As I stood on the balcony of the mosque’s minaret with 360° views of the city of Mostar, everything began to fall into place. The crystal clear emerald green river that flowed through the middle of the old town, beneath the iconic bridge, vividly reflected back to me the peace and freedom I felt within my mind.
My joy was so much greater because I saw that I’d created this moment for myself, and there would be countless more to come. I’ve experienced being in paradise before, but unable to fully connect with my surroundings, feeling heavy in my heart. At last I felt like I was committed enough to my dreams to overcome many of the difficulties I’d been struggling with recently.
Adventure had been my intention for this trip, and it had come in so many unexpected forms that were exactly what I had needed. In that moment I felt a sense of soaring freedom so much greater than I had ever expected. I gazed down at the magnificent view and reflected on the journey that had brought me to this point.
Last year I left the UK for Costa Rica imagining that I may travel indefinitely, working my way around the world. 5 weeks later, after being refused entry to Panama and missing my friends and family at Christmas time, I found myself on a flight back home. I couldn’t believe I was leaving this tropical haven for cold and gloomy Bristol in the winter!
But this was the beginning of a new phase for me of really trusting my heart over what appeared to be logical. The longing I had to spend Christmas with my friends and family was too strong to ignore. What was the point in creating a fabulous life for myself full of freedom and adventure, if this freedom excluded returning to the one place I wanted to be most in the entire world?
So I went home. Since then I have been gradually getting more and more in tune with my intuition. I have learned to be brave and trust myself, even when I feel like I ‘should’ be doing something different.
After several months of practising the art of living in this way, I could feel the difference it had made. I was traveling again, but this time everything was in perfect harmony. I had become much clearer with my intentions, and had developed the courage to follow through with them most of the time. I understood now that there would be challenges, but I could see the bigger picture and I knew it was always worth it.
I have spent most of this year housesitting back in Bristol, and taking shorter trips in between, instead of the long term travel I had planned. Everything has turned out so perfectly, despite the fact I have felt like I’m fumbling around in the dark. This has given me so much more faith in my ability to create anything I truly want.

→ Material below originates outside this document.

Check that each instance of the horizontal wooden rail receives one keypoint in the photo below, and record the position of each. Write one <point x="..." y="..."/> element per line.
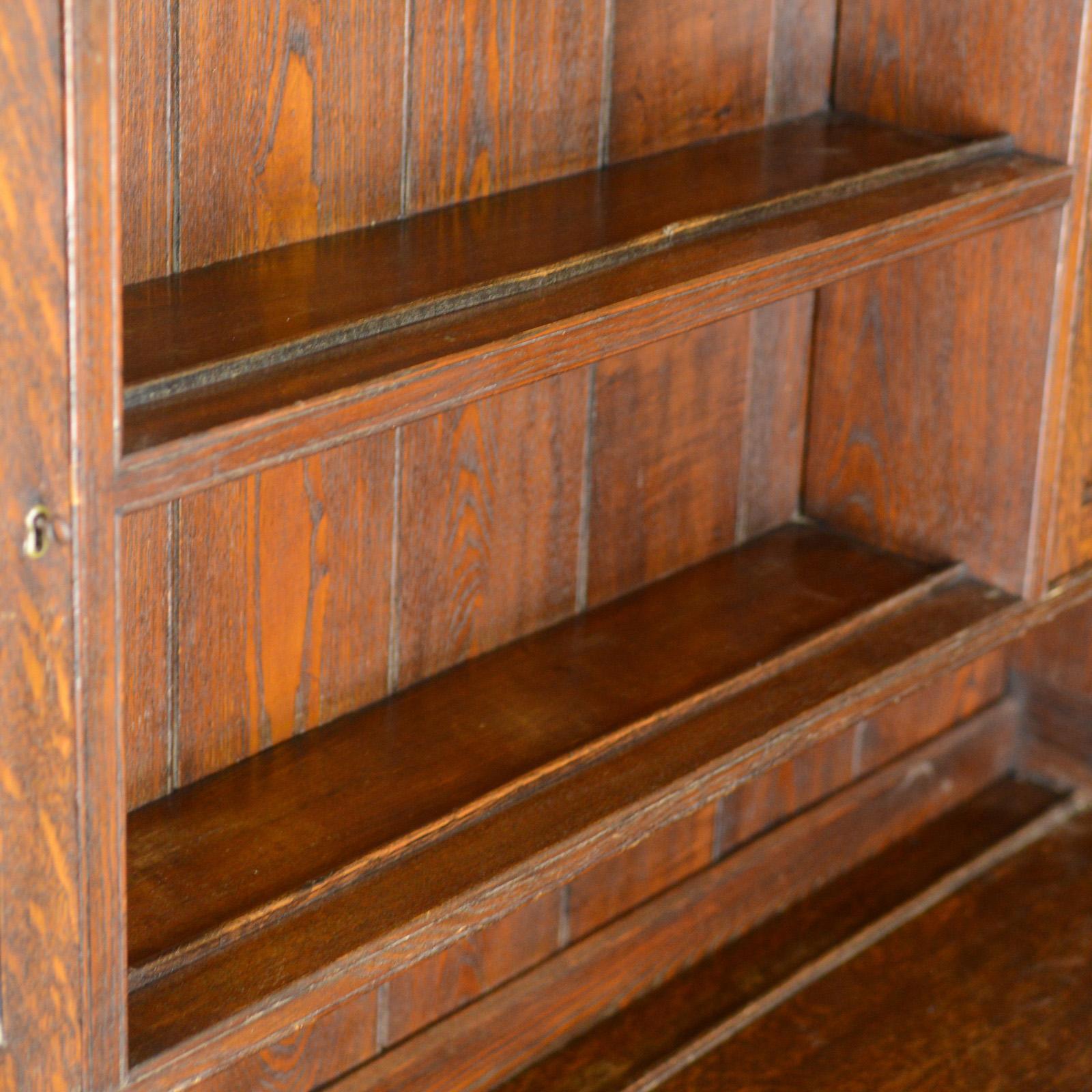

It would be easy to settle into this lifestyle, but I’ve learned that it is essential to my happiness to take action based on my true desires, even if it doesn’t appear to fit in with my current reality. Freedom and connection with nature are things that I’ve been craving more and more of lately. When I’m traveling this seems to come much more naturally to me, and at the end of my recent Europe trip I felt this need more strongly than ever.
The simplicity of dipping into crystal clear water or spending an hour lying in the sun, even in the middle of town in Zadar, was so immensely fulfilling. Just as at the end of my Costa Rica trip I’d felt my soul pulling me home, in my heart I now felt called towards slow and simple long term travel.
After returning home early from Costa Rica, I had a lot of short action packed adventures which were exactly what I needed to build up my confidence. I tried to slow down and get work done on the road, but my desire to explore, along with time limitations, meant that I spent a lot of time rushing around seeing new exciting things. Working on my blog and Etsy shop inevitably took a back seat.
It was all so exhilarating, but the days I enjoyed the most were always when I stopped trying to do everything and just enjoyed soaking in the moment. With more time in each place I would be able to relax, work and explore. So, based on my deep heart felt desire, I am taking some very simple action to prioritize longer term travel in the future.
I am fully booked with housesitting in Bristol until February, but I have decided not to take any more bookings after that, for the time being. It feels a little scary, as I don’t know where I’ll be staying or how much money I will have by then, but it feels liberating to have made the decision. I also know that if I follow through with my intention and have faith, everything will work out for the best.
So although I have come full circle, back to my desire to explore the world indefinitely, I feel so much more balanced and at peace with myself. It honestly doesn’t matter where I am in the world, as long as I am following my heart.
The more I tune in to my deepest desires, set intentions, and take action accordingly, the more connected I feel to this beautiful world. I am at home right now, and even though I have plans to travel again in February, there is nowhere else I would rather be in this moment.
Finding our wonderland has absolutely nothing to do with our surroundings (although we may find we feel compelled to change these when we get in touch with what we really want), and absolutely everything to do with acting in alignment with what we love. This will change depending on what we need at the time. In my experience, the more we can listen to this and follow through with action even when we can’t see how everything fits together, the closer we will be to paradise no matter where we are in the world.
There has been a lot more to my ongoing journey towards inner peace than I have mentioned in this post, which is just a small piece of the puzzle. I aim to share the parts that I find inspiring in the hope it will touch you in some way. There are many struggles that are going on beneath the surface, and a lot of things that I have decided to keep private for now. Whatever battles you are facing, keep heading in the direction of hope. You are never alone.